First, let me just deal with that. I'm dealing with the macro statistics; I'm not dealing with anecdotal data. There are always exceptions. I can find any exception to any statistical norm. So the fact that one person, the famous Ph.D. in English literature, is driving a taxi in Toronto.... I've never met the person, but I'm sure the person exists. But that does not invalidate the idea that post-secondary education is absolutely correlated....There's StatsCan data on this for 50 years.
Every additional year of post-secondary education leads to higher incomes. That's the absolute correlation with post-secondary. Remember, post-secondary is not just university. It's colleges, universities, and trades, for those who think it's a bias towards university education, because I don't have that bias.
The data is crystal clear. So is the American data, by the way. I'm only talking about the U.S. because we share the same continent; we're English-speaking mostly, with the important exception of Quebec. We're both English common-law countries sharing essentially the same climate, the same geography, the same legal system, and the same economic system. Their data is almost identical to ours.
Every additional year of post-secondary education leads to higher incomes and lower percentages of unemployment. That is not a one-year trend. That has been since the end of the Second World War. That's about 75 years. That's the “long run”, to use Keynes' famous phrase.
There's no question about the importance of education. I didn't say it was the only solution or the be-all and the end-all, but it is certainly very important.
Second, to come to your question, I have believed what I told you all of my adult life, obviously. But I think it's becoming more acute today than it was in the 1970s and 1980s because of the enormous transformation that is occurring in western economies, which we all know about. I call it the digitization of the economy.

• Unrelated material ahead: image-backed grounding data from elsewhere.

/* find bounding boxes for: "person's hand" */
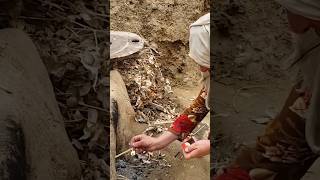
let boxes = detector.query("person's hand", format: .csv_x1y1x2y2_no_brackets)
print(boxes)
130,131,178,153
182,139,210,160
130,134,159,153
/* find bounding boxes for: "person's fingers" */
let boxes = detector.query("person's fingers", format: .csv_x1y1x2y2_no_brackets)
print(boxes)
184,148,200,160
130,136,138,146
130,134,145,147
132,134,143,143
131,139,147,148
185,143,197,153
182,136,191,143
184,140,210,160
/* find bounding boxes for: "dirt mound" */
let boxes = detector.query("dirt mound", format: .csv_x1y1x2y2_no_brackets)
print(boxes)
111,0,210,86
111,0,209,43
212,0,293,175
0,28,81,180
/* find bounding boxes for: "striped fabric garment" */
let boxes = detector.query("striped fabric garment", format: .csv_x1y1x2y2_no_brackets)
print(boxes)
256,84,316,164
169,88,209,141
215,85,318,180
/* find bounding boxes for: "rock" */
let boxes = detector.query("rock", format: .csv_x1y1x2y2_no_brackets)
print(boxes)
0,28,80,180
117,160,127,169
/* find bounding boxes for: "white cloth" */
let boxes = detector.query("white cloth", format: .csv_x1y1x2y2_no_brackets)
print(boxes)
189,13,211,109
292,30,320,154
189,13,210,68
276,0,320,20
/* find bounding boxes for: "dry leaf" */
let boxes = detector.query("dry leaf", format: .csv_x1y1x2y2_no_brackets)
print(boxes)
251,117,271,125
66,96,78,107
72,138,84,150
73,110,84,120
88,109,98,124
50,65,66,78
80,50,101,90
80,13,91,21
79,82,92,96
79,126,91,140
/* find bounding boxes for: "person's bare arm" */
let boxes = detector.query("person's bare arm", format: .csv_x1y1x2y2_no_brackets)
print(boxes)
130,131,177,152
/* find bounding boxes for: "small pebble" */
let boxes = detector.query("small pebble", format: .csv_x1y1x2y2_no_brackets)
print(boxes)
132,175,138,180
116,160,127,168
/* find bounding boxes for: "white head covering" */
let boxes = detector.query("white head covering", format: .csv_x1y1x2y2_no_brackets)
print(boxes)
189,13,210,68
189,13,211,109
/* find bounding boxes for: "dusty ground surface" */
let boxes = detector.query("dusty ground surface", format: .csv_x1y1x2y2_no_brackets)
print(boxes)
212,0,290,170
116,155,171,180
213,0,320,179
111,0,210,179
111,0,209,87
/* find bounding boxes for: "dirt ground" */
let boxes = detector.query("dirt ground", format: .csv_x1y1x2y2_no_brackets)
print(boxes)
213,0,320,179
111,0,210,179
111,0,209,86
212,0,290,170
114,84,211,180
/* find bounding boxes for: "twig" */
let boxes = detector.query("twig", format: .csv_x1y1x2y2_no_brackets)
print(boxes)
64,119,84,123
57,102,68,109
174,151,182,158
41,1,65,12
232,85,266,113
72,27,108,34
0,85,12,94
19,15,107,33
79,160,87,165
72,20,91,29
18,16,54,21
93,30,98,49
190,124,208,136
129,165,146,168
67,47,82,52
117,174,129,180
149,102,166,112
65,26,79,37
50,11,106,33
78,102,107,113
153,121,174,125
39,0,66,11
115,148,133,159
63,0,108,17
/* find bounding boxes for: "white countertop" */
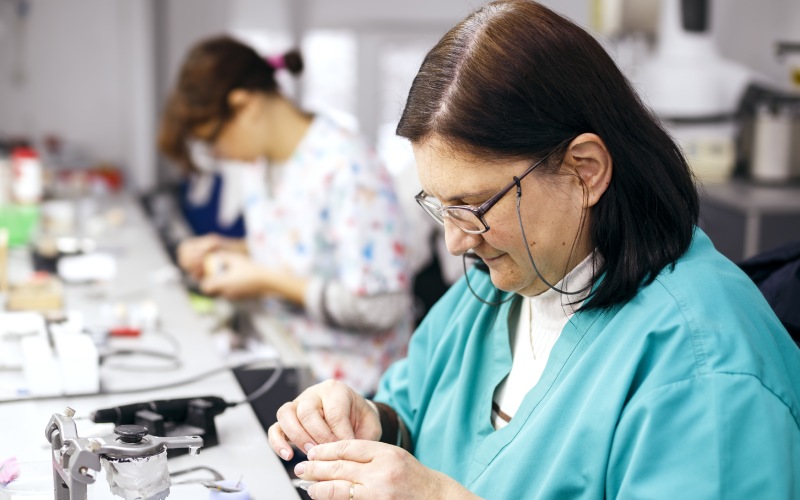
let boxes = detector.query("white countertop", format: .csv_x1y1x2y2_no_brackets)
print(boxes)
0,194,299,500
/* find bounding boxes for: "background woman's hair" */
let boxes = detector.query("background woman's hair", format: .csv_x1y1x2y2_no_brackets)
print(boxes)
158,35,303,172
397,0,699,311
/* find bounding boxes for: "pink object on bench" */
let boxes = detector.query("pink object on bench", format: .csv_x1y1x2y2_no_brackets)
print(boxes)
0,457,20,485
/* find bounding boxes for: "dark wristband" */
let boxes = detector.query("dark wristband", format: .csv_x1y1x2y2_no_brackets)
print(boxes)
374,401,399,444
373,401,412,451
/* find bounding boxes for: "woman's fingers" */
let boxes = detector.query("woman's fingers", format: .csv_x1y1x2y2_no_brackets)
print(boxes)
295,395,343,445
308,439,386,463
176,243,195,272
271,382,373,464
295,454,361,482
178,236,219,276
296,443,384,498
318,387,360,441
267,422,295,461
307,479,361,500
275,400,321,453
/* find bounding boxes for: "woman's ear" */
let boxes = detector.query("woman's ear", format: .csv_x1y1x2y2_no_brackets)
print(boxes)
227,88,255,110
565,133,612,208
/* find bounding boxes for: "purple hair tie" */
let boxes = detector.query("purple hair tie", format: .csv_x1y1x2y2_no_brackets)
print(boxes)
266,54,285,70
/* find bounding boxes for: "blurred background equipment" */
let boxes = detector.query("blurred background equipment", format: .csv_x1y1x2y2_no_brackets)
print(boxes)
734,83,800,184
45,408,203,499
777,41,800,90
593,0,755,184
90,396,228,457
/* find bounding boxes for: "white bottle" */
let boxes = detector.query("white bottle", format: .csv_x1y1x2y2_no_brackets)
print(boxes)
751,104,792,184
10,146,43,204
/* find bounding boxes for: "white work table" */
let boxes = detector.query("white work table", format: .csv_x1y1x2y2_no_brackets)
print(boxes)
0,194,300,499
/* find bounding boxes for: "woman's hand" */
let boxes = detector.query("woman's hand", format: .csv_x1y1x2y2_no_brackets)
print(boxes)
268,380,382,461
198,252,270,299
296,440,480,500
177,234,246,279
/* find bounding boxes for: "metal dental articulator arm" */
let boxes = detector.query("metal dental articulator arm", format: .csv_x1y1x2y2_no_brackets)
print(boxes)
45,407,204,500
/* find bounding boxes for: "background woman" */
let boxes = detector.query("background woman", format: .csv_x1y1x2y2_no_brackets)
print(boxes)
158,36,412,395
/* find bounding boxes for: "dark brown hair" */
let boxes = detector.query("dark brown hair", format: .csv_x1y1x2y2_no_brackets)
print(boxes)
397,0,699,310
158,36,303,172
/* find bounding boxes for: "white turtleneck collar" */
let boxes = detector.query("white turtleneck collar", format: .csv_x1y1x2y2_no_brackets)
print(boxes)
492,250,601,429
526,249,599,333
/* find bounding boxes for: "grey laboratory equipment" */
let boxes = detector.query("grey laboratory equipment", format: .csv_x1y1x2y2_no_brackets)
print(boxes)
45,408,203,500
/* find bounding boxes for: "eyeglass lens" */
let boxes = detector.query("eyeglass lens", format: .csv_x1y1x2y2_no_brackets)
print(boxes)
418,195,486,233
445,209,483,232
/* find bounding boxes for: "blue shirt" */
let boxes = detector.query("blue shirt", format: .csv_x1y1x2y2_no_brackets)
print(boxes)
375,229,800,498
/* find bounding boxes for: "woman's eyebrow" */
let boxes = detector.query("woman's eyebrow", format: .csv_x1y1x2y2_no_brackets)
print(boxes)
439,188,496,204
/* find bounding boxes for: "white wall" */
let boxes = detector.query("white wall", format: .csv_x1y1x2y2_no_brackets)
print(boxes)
157,0,233,103
0,0,797,194
118,1,157,192
714,0,800,87
0,1,125,164
0,0,156,191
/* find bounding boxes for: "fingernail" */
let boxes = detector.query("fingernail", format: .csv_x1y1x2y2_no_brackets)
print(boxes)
307,447,316,460
296,480,315,491
303,442,314,453
294,462,306,475
279,448,290,460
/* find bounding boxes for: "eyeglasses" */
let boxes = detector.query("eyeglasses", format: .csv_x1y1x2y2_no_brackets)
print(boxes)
415,154,551,234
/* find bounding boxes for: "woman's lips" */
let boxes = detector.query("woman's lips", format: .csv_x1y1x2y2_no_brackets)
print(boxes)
481,254,503,264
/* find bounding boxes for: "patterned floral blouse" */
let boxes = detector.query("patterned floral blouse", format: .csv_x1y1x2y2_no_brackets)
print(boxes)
239,115,412,394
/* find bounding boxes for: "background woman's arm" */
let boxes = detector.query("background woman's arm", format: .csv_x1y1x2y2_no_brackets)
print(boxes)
305,278,412,332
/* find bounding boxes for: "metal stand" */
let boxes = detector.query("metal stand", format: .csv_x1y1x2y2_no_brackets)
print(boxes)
45,407,203,500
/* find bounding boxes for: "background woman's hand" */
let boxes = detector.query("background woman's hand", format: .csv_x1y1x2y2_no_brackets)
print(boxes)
268,380,382,461
177,234,246,280
296,440,480,500
198,251,270,299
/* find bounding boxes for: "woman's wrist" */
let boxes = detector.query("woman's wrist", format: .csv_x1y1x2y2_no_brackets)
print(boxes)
256,266,278,297
256,267,309,305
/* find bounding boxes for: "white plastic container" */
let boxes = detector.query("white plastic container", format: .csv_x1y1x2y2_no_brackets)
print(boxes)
666,121,737,184
751,104,793,184
10,147,43,205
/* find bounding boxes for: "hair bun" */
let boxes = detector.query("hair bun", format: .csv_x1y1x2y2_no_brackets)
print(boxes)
282,49,304,75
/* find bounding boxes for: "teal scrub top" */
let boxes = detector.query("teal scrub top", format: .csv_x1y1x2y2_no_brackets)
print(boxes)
375,229,800,499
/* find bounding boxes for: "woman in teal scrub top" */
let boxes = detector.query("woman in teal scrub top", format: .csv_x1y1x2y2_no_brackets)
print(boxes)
267,1,800,498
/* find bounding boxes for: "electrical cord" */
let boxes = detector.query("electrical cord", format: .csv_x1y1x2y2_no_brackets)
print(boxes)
0,356,283,405
170,465,224,481
99,349,182,372
99,327,183,372
231,354,284,406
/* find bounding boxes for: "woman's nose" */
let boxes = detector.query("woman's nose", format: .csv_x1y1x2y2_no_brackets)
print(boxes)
443,222,482,256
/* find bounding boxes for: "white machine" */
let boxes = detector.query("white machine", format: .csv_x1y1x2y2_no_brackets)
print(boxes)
595,0,753,119
594,0,755,182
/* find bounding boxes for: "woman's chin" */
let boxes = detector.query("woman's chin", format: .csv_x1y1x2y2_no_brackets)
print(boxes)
487,269,520,294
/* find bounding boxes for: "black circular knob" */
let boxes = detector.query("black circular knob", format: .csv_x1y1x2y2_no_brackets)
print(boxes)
114,425,148,444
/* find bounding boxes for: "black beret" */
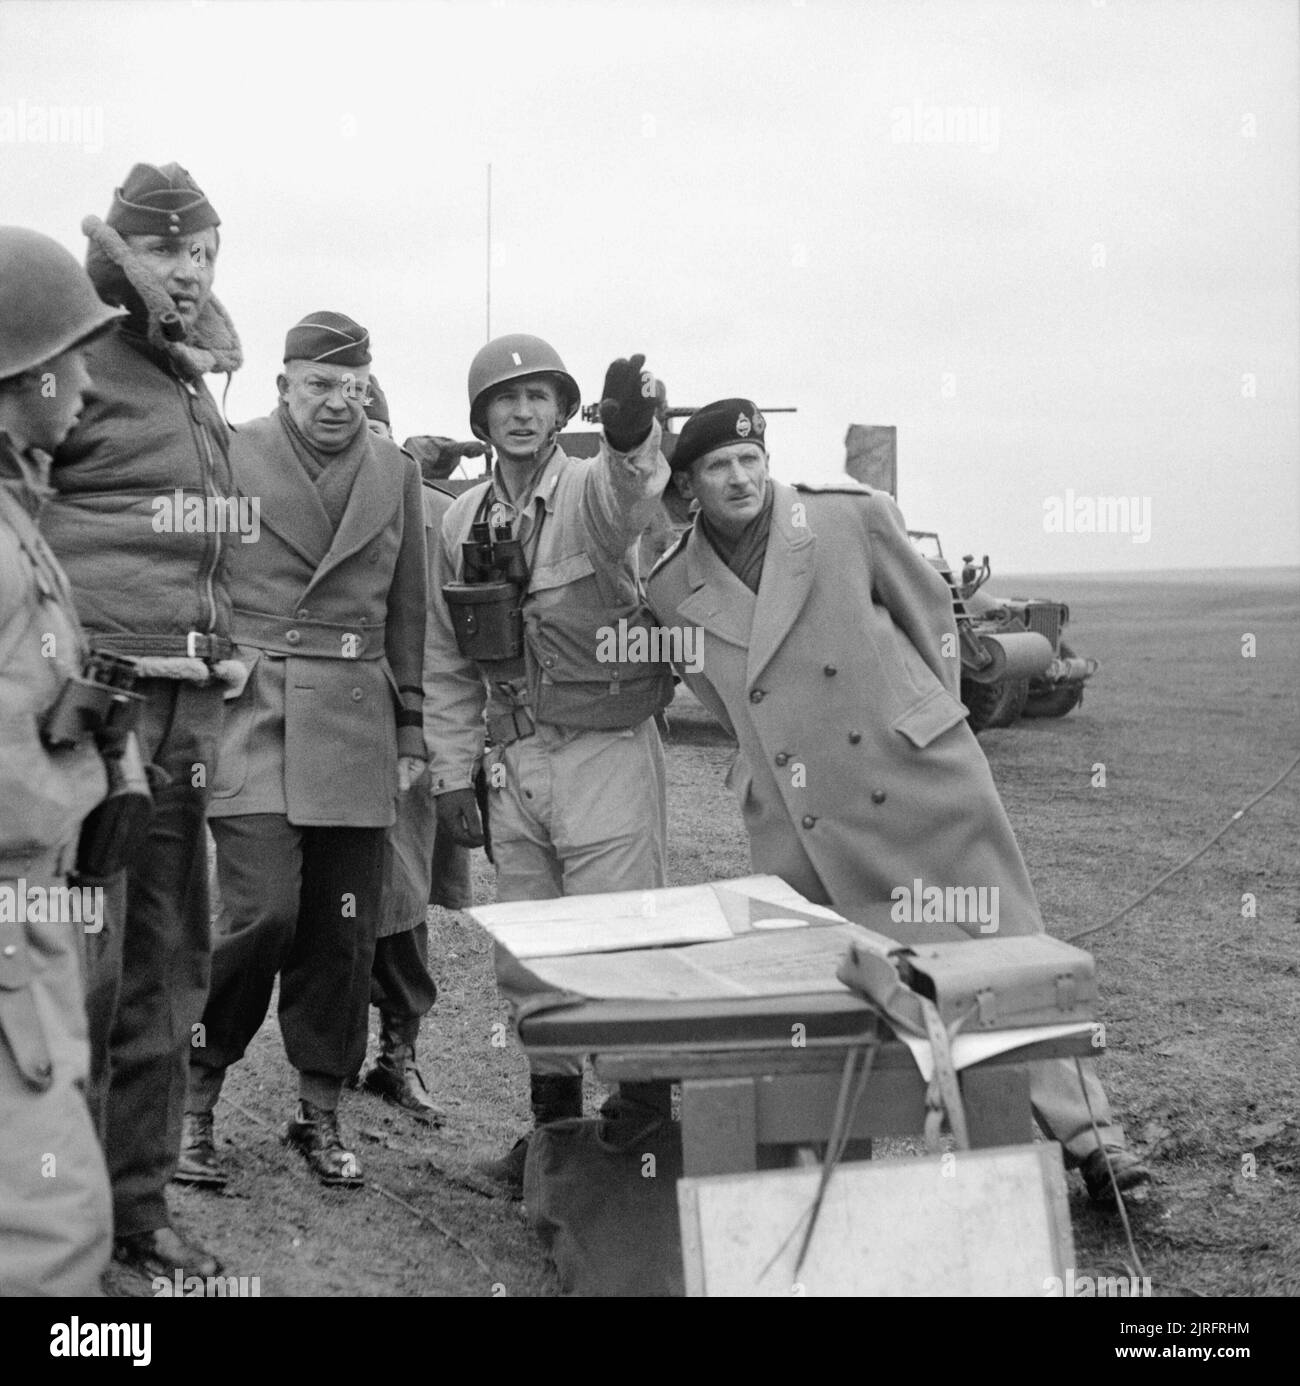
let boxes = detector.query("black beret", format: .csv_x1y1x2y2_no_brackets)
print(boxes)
670,398,767,473
106,162,220,237
283,310,371,367
364,373,390,425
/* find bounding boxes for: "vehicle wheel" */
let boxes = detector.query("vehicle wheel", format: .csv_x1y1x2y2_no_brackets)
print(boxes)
1022,642,1086,718
962,677,1028,733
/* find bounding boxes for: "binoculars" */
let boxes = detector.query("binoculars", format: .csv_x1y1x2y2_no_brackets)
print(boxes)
444,521,529,663
39,652,154,880
40,651,144,752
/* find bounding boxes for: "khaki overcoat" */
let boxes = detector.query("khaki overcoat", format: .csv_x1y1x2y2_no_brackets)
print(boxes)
647,479,1044,942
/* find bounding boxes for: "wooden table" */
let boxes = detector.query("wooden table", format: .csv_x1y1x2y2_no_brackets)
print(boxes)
518,992,1097,1177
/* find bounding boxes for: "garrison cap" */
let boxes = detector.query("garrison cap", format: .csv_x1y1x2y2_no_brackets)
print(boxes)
283,310,372,367
363,373,390,425
105,162,220,237
670,398,766,473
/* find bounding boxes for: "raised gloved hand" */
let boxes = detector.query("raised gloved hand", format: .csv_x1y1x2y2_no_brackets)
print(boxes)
435,786,485,848
598,353,657,452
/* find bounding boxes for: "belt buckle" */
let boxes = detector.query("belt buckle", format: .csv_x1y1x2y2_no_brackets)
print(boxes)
186,631,204,659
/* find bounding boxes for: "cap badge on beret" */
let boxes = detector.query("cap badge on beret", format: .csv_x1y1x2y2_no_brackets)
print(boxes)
669,396,769,472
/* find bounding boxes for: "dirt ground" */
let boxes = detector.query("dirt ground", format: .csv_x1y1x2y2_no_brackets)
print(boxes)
105,567,1300,1298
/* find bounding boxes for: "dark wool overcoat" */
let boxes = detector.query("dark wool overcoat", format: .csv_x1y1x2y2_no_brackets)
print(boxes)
210,412,427,828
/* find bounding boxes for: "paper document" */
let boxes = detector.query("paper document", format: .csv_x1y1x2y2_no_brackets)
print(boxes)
469,875,848,960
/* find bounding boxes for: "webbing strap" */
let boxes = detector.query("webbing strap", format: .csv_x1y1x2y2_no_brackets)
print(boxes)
920,997,970,1152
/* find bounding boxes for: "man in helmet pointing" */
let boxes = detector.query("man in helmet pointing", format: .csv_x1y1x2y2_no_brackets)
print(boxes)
426,335,674,1192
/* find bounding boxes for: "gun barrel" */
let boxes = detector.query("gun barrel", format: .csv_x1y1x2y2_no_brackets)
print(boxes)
662,406,797,419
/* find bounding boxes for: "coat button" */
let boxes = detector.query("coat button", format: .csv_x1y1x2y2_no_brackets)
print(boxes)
848,732,862,744
544,656,555,668
351,688,363,702
774,752,789,767
286,629,301,645
824,665,837,676
1,944,15,958
802,815,817,829
749,689,765,704
369,551,380,563
871,789,887,804
296,608,309,619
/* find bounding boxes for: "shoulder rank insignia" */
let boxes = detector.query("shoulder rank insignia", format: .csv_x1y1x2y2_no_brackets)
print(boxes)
792,477,873,494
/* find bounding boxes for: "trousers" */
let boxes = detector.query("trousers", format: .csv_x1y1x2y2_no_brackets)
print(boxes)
489,718,667,1077
84,679,223,1237
370,922,437,1028
187,815,385,1107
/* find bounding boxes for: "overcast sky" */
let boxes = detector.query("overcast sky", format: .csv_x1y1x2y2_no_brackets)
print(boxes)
2,0,1296,573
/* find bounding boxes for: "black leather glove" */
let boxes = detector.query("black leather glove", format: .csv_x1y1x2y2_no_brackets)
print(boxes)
435,786,485,848
598,353,657,452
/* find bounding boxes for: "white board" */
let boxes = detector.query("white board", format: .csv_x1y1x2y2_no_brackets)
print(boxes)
678,1144,1072,1297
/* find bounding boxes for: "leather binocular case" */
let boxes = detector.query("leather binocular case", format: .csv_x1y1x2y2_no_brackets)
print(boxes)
444,519,529,662
76,728,154,879
443,579,524,662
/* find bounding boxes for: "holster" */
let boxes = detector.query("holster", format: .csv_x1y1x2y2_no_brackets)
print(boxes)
75,730,154,879
473,761,493,865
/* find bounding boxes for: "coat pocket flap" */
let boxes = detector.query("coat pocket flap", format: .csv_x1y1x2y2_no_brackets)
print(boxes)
0,919,33,991
0,920,54,1092
891,687,968,749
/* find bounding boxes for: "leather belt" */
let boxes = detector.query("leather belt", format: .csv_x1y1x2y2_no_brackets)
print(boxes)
486,704,536,748
92,632,234,662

Every year, I tell my students that I'm preaching to the converted. I teach only fourth year, and they're about to graduate. They're doing the fourth year of their B.Comms. I'm telling them to go and tell their brothers and their sisters and their parents and their cousins that if any of them are pooh-poohing education—because it is fashionable in some quarters to pooh-pooh post-secondary—that my confident statement is that today, if you have a grade 10 or a grade 12 or a grade 8 education, you are going to be poor for the rest of your life.
Of course, there are always exceptions and some person can raise a hand and say, I'm a high school dropout, and look, I became a self-employed multi-millionaire entrepreneur. But they are the exceptions; they are the statistical outliers. We have to look at the data set, which is the aggregate. As I've said, in this new economy that we're moving into, we have to be more educated, not less educated. We have to be focused.
If we want to have a serious conversation about poverty reduction, we have to realize that education has to be right at the centre. I'm using education more broadly than just going to university. I'm talking about college. I think the colleges are doing a phenomenal job, by the way. I think they're doing a better job probably than we are in the universities, I'm ashamed to say. And of course, there are the trades.
We have to be talking about that and we have to reduce the barriers. It's not just the barriers that Mr. Poilievre mentioned. I fully acknowledge them. They've been known for literally 50 to 60 years. They've been discussed in past federal budgets. I'm talking about the barriers that prevent a person who is on welfare, on social assistance, or on unemployment insurance from going back to school.
I would even say that we should be saying to those people, if you're on social assistance or unemployment insurance, we'll make a condition that you go back to school to obtain the social assistance or the unemployment insurance. We should be turning it upside down when we know that this new economy needs people much more skilled than did the economy in 1968 or 1981, when you could get by as a male with a grade 8 education and you'd have quite a nice life. Those days are so gone it's not funny.
We have to put education right at the centre of any discussion about poverty. Everything else is just noise, because it's not going to happen unless we retrain. We are a very sophisticated economy, but there's no room for people who are not well skilled or trained in this new economy. They're going to be permanently unemployed or go through a series of employment, unemployment, and employment at the margins of society.